For one, Hermann is accused of being an abusive coach. Rutgers fires Mike Rice (rightfully so) for his abuse of players at practice and hires an athletic director accused of the same exact thing during her tenure as a head volleyball coach.
Rutgers promised complete transparency following Tim Pernetti's resignation and the developments of the Rice scandal behind closed doors. Then a month later, Rutgers hires an athletic director that it looks like, at best, forgot key details of the lawsuit and, at worse, lied about key details in her introductory press conference. Could Hermann be off to a worse start?
This is not an issue of Hermann's qualifications to serve as an athletic director, nor does the blame for yet another Rutgers failure of process fall solely on her.

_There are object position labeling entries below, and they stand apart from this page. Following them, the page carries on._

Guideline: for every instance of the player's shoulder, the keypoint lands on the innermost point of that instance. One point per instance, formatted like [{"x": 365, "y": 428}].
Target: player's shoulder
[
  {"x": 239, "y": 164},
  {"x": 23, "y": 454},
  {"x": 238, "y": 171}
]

Yes, Hermann messed up big time in not disclosing the truth. But problems such as the latest exposed lawsuits and alleged abuse of former volleyball players have been the norm for Rutgers in recent years, long before Hermann's rise to athletic director.
From gaffes as silly as Eddie Jordan's lack of a Rutgers degree to as severe as Rice's abusive practices, no executive decision made has been enough to stop the nonsense.
The demands for Robert Barchi's removal only strengthens following the Star-Ledger's reports.
Rutgers can certainly take action against the decision-makers yet again. Kate Sweeney and Richard Edwards co-chaired the search committee that clearly failed in its background checks, but who put them in place?
Tim Pernetti offered his forced resignation after mistakenly giving Rice another chance, but who gave him free reign with no questions asked during the initial decision in November?
Barchi did everything he could and used every mistake in the book to hide from the Rice video instead of stepping in and taking action.
All roads lead back to Barchi, who took over for Richard L. McCormick two years ago and has been the executive face of New Jersey's biggest university.
Following the latest debacle, which has yet to fully play out, one question stands above all others.
Is the UMDNJ merger worth this much incompetence at the executive decision-making level?
The medical merger is more important than any single decision in the Rutgers athletic department, but as embarrassments continue to pile up, confidence in Barchi to get anything of substance done fades.